Yo me mojo y no tengo reparos en decir
abiertamente que no acogería a ninguna familia en mi casa así, sin más. Antes
de hacerlo necesitaría informarme, sopesar la idea bien, conocer a la familia y
estar convencido de que sus costumbres pueden ser tan distintas de las nuestras
que puedan generar problemas de convivencia. ¿Soy insolidario por ello? Yo creo
que no, más bien todo lo contrario. Lo que no permitiría nunca es tener que
acoger a una familia a la que tuviese que echar a la calle al cabo de dos meses
por no haber tenido la precaución de sopesar mi decisión. Por el contrario, a
lo que sí me ofrecería incondicionalmente es a ceder todo mi tiempo y mis
capacidades para cocinar, fregar, barrer, acompañar, dar clases de español,
pasear con los niños, etc. Y si, después de haber visto y conocido a esa gente,
quiero dar un paso más y llevarlos a mi casa, entonces lo haré con el
convencimiento de saber qué es lo que estoy haciendo. Son muchos los que gastan
su tiempo en escribir críticas ante el problema de los refugiados, pero pocos
los que se ofrecen para ceder su casa y, con ella, su vida. Pero sí que se
permiten juzgar lo mal que las instituciones actúan ante el problema.
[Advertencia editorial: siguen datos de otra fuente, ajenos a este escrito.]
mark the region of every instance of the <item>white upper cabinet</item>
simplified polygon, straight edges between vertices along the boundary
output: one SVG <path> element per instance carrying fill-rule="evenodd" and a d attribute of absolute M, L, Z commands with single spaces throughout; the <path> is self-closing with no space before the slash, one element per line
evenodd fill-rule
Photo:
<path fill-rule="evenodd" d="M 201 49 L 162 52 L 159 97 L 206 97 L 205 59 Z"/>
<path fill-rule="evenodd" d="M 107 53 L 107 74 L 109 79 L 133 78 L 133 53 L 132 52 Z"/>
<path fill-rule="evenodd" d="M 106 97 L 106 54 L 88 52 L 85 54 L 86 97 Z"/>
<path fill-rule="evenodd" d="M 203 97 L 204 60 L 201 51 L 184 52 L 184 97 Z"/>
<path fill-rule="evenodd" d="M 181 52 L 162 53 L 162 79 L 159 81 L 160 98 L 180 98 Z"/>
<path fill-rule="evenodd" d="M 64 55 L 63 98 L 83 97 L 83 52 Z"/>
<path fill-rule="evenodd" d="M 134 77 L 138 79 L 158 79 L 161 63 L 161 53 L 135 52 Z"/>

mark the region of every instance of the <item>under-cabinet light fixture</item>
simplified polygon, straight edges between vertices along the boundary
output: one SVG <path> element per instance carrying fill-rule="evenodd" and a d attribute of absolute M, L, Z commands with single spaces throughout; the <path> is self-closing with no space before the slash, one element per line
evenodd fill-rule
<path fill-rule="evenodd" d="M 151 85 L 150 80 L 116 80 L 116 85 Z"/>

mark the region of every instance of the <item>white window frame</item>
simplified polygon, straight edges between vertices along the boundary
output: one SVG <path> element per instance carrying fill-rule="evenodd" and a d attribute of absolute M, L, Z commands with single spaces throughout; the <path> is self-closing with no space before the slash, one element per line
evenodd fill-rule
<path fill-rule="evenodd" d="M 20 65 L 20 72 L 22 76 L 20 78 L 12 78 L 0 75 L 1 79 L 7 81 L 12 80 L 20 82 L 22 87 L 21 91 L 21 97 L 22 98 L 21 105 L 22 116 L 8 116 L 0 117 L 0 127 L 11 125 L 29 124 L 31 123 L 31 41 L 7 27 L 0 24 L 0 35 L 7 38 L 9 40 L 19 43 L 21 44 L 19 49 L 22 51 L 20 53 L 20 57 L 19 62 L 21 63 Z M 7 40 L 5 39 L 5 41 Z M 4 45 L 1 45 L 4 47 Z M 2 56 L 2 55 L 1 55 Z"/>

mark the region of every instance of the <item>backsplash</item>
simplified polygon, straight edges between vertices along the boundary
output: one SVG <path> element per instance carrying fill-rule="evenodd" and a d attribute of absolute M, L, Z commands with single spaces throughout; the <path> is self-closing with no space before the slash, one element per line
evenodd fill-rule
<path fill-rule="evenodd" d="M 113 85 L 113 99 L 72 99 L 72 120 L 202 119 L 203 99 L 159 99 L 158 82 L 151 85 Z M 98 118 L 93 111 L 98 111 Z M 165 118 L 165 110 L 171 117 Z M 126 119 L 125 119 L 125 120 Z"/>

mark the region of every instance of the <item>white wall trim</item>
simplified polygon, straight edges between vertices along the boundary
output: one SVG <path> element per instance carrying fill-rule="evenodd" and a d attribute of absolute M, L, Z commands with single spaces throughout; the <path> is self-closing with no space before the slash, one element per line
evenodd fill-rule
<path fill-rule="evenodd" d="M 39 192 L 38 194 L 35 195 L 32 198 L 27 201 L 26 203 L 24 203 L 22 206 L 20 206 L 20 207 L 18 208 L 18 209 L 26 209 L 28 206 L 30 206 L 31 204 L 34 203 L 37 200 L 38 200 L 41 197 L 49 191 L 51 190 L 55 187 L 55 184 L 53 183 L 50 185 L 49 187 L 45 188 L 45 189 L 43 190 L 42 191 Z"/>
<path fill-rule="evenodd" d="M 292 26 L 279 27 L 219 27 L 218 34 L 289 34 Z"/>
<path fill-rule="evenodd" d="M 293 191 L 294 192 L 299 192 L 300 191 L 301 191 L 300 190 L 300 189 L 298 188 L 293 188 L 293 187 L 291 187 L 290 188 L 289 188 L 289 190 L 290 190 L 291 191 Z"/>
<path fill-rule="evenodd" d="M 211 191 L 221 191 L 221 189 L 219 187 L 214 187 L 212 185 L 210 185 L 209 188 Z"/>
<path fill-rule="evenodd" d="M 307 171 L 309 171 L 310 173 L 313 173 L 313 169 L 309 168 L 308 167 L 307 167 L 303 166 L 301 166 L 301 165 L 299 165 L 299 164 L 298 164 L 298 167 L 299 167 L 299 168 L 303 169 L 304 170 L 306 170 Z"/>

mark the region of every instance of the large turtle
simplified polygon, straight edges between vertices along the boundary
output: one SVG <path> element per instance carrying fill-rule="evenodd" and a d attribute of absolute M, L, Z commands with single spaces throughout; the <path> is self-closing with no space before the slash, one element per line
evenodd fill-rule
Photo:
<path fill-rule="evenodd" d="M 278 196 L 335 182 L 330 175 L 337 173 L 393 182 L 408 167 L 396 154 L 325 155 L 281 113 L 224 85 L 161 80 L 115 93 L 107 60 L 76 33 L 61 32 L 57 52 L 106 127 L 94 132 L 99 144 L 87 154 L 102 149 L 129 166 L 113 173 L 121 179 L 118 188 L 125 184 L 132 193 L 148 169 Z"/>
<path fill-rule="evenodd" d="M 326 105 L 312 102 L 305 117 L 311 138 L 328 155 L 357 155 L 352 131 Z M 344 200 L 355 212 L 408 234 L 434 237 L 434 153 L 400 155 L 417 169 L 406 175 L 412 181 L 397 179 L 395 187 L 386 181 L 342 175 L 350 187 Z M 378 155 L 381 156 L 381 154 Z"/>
Por eso no debemos sentirnos culpables si
no somos capaces de dar un paso para el que aún no estamos preparados, pero eso
no quita que debamos volcarnos totalmente para colaborar en la solución del
problema. Opino que, antes que actuar precipitadamente, es mejor ir poco a poco
descubriendo una cultura nueva, unas costumbres distintas y unas personas
alejadas por la barrera idiomática. Creo que los ayuntamientos, los gobiernos y
los ciudadanos deben coordinarse para atender a estas personas en espacios
públicos habilitados en los que tengan todas sus necesidades cubiertas, especialmente
las afectivas y psicológicas. Quien opine lo contrario o me tache de
insolidario por opinar así, supongo que estaría encantado de llevarse una
familia a su casa y atenderla personalmente. No dudo que surgirá quien
malinterprete (intencionadamente o no) mis palabras para hacer ver que quiero
meter a todos los refugiados en zulos como si fuesen animales. Contra esas
catetas opiniones, generalmente producidas por el analfabetismo que no deja ver
más allá de la nariz ni entender una frase en su contexto, estoy ya más que
vacunado. Por eso, los opinadores y los que se sienten aludidos por lo incómodo
de esta verdad pueden comenzar a sacar sus teclados y criticar mis palabras.
Estaré encantado de recibir, por primera vez, críticas de personas más
solidarias que yo y que estarán dispuestas a acoger a estas pobres familias que
sufren.
Se leen frases ridículas, tales como “la
gente es una insolidaria…”, “hay que tratar a los refugiados como humanos…” o
también “quienes dicen que entre los refugiados puede haber yihadistas son unos
xenófobos”, pero estos mismos letrados que escriben estas inútiles y falaces
frases no serían capaces de dedicar ni un minuto de sus vidas para barrer los
locales de acogida ni para servir un plato de comida a los pobres sirios que
huyen de su país. Piénselo y, después, sigan con sus juicios y críticas.